The budget sets spending and revenue goals, but it will be up to individual committees to act on specific legislation. The Senate has approved its version of the budget and the two chambers now have to work out their differences.

House Budget Committee Chairman John Spratt, a South Carolina Democrat, said the spending blueprint for the fiscal year that begins October 1 sets the course for turning huge deficits over the last several years into a slight surplus by 2012.

Democrats criticized past Republican budgets and sought to deflect criticisms that their budget would raise taxes. "We have to return to fiscal sanity, we created a mess in the last six years," said Rep. Allen Boyd, a centrist Florida Democrat.
Now, you wouldn't expect the Republicans to voice full-throated support to a Democratic budget, of course, but can't they at least come up with a novel criticism?
Republican opponents called it a blueprint "for the largest tax increase in history," because the budget does not extend President George W. Bush's tax cuts, which are set to expire in 2010.
As if that's a bad thing. Look at the Federal Deficit, and look at how slowly these "magic tax cuts" have grown the economy, the very heart of supply-side economics: cut taxes, particularly on the rich, and the economy will boom.

As usual when it comes to Republican bromides, this is utter bullshit. The only time tax cuts created measurable growth without creating enormous deficits was back in the 1960s, when John Kennedy (who, it might be pointed out, was a liberal Democrat) cut the top marginal tax rate from 80%. This tax reform proposal created the biggest economic expansion in the nation's history, in world history, until the Clinton tax increase of 1993 created the economic boom that George Bush muffed with his series of failed tax cuts.

Cutting the fat is one thing: cutting muscle to lose weight is quite a different story, and we've seen over the past six years how miserably that's failed the people of the United States.

The funniest whine-without-cheese from the right, however, is this:
"They propose to control no spending. They propose to cut nothing," Rep. Paul Ryan of Wisconsin, the top Republican on the House Budget Committee, said of the Democratic budget.
Right. Like Republicans have been the ones wielding the axe to spending and appropriations and pork.

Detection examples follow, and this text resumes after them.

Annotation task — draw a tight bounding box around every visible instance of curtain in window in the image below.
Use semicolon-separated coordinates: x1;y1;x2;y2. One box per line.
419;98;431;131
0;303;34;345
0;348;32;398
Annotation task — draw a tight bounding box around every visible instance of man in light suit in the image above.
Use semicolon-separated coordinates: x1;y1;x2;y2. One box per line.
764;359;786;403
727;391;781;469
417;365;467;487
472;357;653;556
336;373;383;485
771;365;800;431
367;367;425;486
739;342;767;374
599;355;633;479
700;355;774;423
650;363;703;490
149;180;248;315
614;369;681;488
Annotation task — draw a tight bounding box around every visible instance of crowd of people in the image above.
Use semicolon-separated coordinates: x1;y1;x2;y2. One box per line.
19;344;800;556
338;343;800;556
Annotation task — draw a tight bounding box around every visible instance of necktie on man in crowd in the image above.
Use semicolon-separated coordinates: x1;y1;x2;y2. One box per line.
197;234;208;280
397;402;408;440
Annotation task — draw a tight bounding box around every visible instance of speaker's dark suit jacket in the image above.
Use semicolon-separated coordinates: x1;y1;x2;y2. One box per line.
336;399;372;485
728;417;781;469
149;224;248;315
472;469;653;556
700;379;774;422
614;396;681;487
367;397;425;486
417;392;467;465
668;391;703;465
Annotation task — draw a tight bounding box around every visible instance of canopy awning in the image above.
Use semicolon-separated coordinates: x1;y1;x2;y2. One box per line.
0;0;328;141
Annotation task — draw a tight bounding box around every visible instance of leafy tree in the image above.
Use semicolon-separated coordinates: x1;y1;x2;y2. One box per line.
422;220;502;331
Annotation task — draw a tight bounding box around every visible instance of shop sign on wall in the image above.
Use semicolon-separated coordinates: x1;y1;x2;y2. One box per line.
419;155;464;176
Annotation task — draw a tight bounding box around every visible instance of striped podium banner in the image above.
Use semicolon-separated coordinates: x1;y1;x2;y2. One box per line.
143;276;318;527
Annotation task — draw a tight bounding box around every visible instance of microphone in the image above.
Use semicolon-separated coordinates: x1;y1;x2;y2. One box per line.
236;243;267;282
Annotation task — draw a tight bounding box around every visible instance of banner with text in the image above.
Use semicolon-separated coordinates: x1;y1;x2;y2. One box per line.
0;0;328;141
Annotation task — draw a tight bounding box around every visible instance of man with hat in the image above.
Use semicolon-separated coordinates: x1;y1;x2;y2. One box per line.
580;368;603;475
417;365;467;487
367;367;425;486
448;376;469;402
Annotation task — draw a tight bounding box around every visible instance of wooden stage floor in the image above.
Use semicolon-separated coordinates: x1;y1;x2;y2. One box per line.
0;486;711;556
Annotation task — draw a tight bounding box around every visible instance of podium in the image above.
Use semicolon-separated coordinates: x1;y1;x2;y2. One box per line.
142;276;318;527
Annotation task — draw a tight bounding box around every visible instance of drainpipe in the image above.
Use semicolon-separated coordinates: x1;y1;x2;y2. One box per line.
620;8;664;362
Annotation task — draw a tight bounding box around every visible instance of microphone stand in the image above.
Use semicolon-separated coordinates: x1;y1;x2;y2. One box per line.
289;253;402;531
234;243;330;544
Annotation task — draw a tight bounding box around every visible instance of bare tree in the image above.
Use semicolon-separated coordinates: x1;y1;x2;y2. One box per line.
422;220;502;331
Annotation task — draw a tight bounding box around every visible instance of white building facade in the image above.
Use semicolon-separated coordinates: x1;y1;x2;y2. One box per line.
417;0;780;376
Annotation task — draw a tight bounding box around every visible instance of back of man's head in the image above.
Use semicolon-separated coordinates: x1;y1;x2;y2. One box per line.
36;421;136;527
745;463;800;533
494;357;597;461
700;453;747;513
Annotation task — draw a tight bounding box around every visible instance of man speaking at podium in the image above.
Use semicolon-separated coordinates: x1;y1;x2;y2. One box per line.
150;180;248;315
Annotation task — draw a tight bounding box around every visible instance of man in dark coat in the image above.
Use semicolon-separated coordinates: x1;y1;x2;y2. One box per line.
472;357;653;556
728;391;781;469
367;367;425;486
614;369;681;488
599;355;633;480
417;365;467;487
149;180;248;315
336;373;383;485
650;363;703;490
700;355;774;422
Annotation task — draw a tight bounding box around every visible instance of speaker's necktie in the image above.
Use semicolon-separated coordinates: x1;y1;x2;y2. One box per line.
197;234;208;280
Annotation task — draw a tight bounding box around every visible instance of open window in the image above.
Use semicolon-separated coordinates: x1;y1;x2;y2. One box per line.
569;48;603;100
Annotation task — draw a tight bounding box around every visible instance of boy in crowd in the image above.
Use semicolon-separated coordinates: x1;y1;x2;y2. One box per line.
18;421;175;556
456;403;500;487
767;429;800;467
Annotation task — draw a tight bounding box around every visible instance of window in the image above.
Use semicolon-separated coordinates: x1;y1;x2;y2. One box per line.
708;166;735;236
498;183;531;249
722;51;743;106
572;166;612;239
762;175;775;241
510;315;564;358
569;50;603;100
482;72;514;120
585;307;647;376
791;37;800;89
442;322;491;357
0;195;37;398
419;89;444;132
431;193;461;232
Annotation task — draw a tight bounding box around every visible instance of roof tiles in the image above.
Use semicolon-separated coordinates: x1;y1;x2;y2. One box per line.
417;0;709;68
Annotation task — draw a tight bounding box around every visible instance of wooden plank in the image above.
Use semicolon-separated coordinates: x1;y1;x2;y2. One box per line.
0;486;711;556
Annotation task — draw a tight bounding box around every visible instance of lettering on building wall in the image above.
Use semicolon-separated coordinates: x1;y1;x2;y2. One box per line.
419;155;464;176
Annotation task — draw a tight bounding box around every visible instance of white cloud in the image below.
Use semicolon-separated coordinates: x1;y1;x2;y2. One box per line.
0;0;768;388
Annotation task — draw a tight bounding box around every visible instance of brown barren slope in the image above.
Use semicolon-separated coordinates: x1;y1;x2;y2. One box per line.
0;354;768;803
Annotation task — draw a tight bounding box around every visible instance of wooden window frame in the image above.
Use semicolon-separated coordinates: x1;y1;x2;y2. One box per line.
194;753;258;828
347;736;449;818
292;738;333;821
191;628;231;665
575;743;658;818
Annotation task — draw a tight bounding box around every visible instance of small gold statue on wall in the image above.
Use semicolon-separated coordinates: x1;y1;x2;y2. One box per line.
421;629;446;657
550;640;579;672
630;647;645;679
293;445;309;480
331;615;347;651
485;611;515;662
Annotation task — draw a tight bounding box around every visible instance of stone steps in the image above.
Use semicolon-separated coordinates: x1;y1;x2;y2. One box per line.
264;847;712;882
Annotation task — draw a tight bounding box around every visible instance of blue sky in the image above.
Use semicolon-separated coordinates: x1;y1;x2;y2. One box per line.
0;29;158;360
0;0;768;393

The largest increases in budget deficits in world history have come at the hands of Republicans. We must make no mistake about the economic danger this party of economic royalists poses to this nations good and welfare.

So, really, guys, try to come up with some new talking points. Yours are boring and old, and for the most part, irrelevant, and soon your national party will go the way of the New York State GOP: just a bump in the road towards the future.